Elegance Trumps Ethics In A Scientific Scandal

In a compelling New York Times piece published last Friday, writer Yudhijit Bhattacharjee discusses the rise and fall of Diederik Stapel, a Dutch social psychologist who committed fraud in 55, or more, of his scientific papers.

While I have very little sympathy for Stapel, I was surprised to recognize the impulse behind his fabrication. Here's how the article explained it:

Stapel did not deny that his deceit was driven by ambition. But it was more complicated than that, he told me. He insisted that he loved social psychology but had been frustrated by the messiness of experimental data, which rarely led to clear conclusions. His lifelong obsession with elegance and order, he said, led him to concoct sexy results that journals found attractive. "It was a quest for aesthetics, for beauty — instead of the truth," he said.

Stapel's summary of feedback from journal editors: "They are actually telling you: 'Leave out this stuff. Make it simpler.'" He excelled at providing people with what they craved: "structure, simplicity, a beautiful story."

Much of my own research focuses on how people generate and evaluate explanations. Stapel is right: people do crave explanations that are simple, broad, elegant. We want our explanations to be beautiful. In my own research I've found that people will often opt for the simpler explanation, even when they have more evidence for a complex one (see here and here for blog posts; here and here for journal articles).

Einstein purportedly told the philosopher Hans Reichenbach that he'd known the theory of relativity must be true because it was so beautiful, even before the solar eclipse of 1918 provided the pivotal evidence. But he also said that "everything must be made as simple as possible. But not simpler."

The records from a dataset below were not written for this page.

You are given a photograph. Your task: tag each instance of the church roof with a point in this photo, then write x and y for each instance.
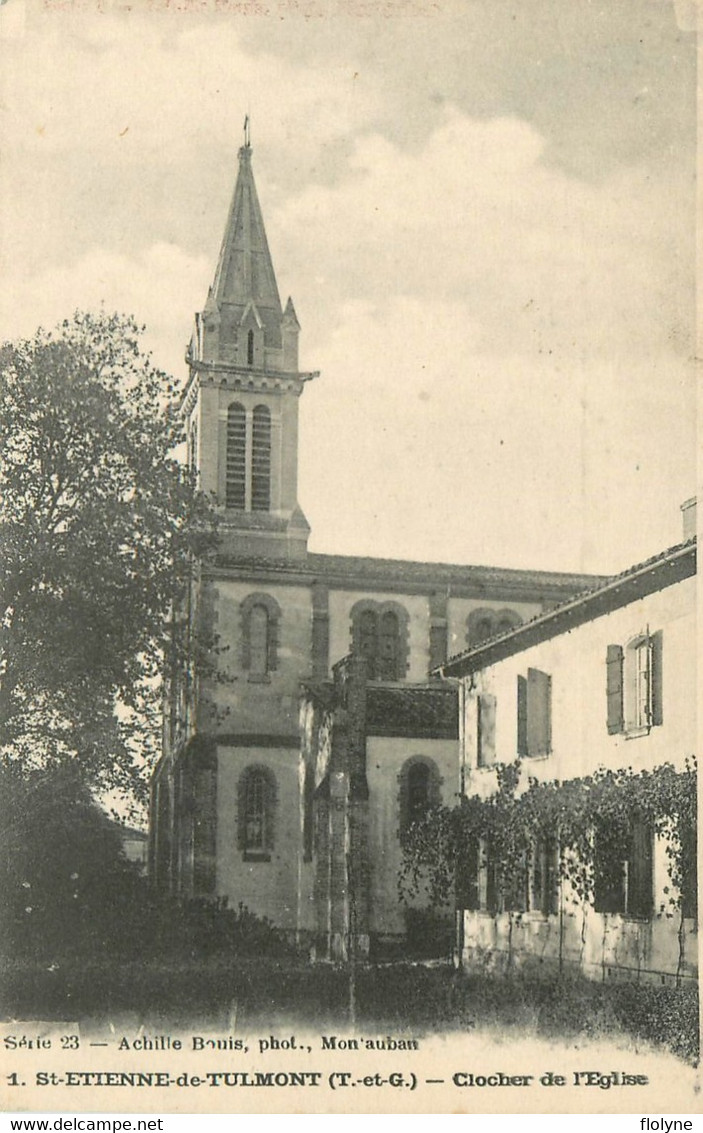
(416, 713)
(245, 271)
(412, 577)
(655, 573)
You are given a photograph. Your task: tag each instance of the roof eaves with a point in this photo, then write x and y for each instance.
(572, 612)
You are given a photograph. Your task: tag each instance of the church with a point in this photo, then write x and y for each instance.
(296, 760)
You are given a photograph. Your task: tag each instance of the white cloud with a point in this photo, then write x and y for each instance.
(150, 286)
(504, 344)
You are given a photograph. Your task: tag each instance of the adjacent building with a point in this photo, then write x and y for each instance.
(268, 773)
(608, 679)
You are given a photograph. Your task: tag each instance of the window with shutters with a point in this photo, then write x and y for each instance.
(256, 812)
(634, 684)
(624, 874)
(380, 633)
(260, 615)
(420, 791)
(485, 730)
(543, 875)
(534, 714)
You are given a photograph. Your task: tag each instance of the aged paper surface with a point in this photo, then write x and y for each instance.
(486, 218)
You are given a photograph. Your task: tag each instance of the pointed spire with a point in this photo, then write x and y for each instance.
(245, 272)
(289, 315)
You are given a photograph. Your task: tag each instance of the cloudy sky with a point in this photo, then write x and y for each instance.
(483, 210)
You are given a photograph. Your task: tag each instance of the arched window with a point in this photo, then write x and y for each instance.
(481, 625)
(261, 459)
(389, 647)
(369, 640)
(256, 814)
(259, 640)
(380, 633)
(235, 483)
(260, 627)
(420, 791)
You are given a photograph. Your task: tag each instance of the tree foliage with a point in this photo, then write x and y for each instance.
(99, 526)
(590, 817)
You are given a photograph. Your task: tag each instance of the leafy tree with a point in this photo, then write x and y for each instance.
(100, 526)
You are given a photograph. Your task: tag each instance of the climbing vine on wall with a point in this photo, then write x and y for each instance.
(591, 819)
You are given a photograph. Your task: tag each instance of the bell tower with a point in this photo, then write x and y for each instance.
(242, 399)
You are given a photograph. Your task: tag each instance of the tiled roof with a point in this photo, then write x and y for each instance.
(406, 574)
(654, 573)
(420, 713)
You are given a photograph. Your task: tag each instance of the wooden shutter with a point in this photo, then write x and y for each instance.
(613, 688)
(522, 716)
(539, 713)
(485, 755)
(655, 678)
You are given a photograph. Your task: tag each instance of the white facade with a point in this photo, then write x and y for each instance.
(644, 623)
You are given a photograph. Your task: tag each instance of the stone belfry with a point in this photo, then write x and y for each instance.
(242, 400)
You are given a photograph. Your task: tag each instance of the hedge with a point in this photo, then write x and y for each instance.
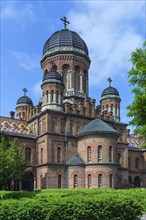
(91, 204)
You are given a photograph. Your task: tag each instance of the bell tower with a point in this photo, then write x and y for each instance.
(110, 101)
(70, 55)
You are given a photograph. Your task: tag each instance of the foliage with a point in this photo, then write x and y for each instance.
(12, 164)
(137, 78)
(80, 204)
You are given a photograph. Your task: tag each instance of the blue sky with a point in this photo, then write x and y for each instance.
(111, 30)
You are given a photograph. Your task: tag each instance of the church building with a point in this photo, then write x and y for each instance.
(69, 141)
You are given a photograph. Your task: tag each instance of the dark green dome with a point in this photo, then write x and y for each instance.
(65, 40)
(52, 77)
(110, 91)
(96, 127)
(24, 100)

Science can sometimes startle us with discoveries of beauty and elegance beyond what we'd ever imagined. But it can also disappoint us. Sometimes the story simply isn't simple. T.H. Huxley wrote that the great tragedy of science is "the slaying of a beautiful hypothesis by an ugly fact."

In many cases, seeing favored hypotheses flounder spurs scientists on to gather more data, rework theories and wrestle with previous interpretations of their findings. This can be a good thing; an engine for progress. So it's disappointing to learn that the impulse toward beautiful explanations also has a dark side — introducing a rare (I hope) but genuine threat to scientific integrity.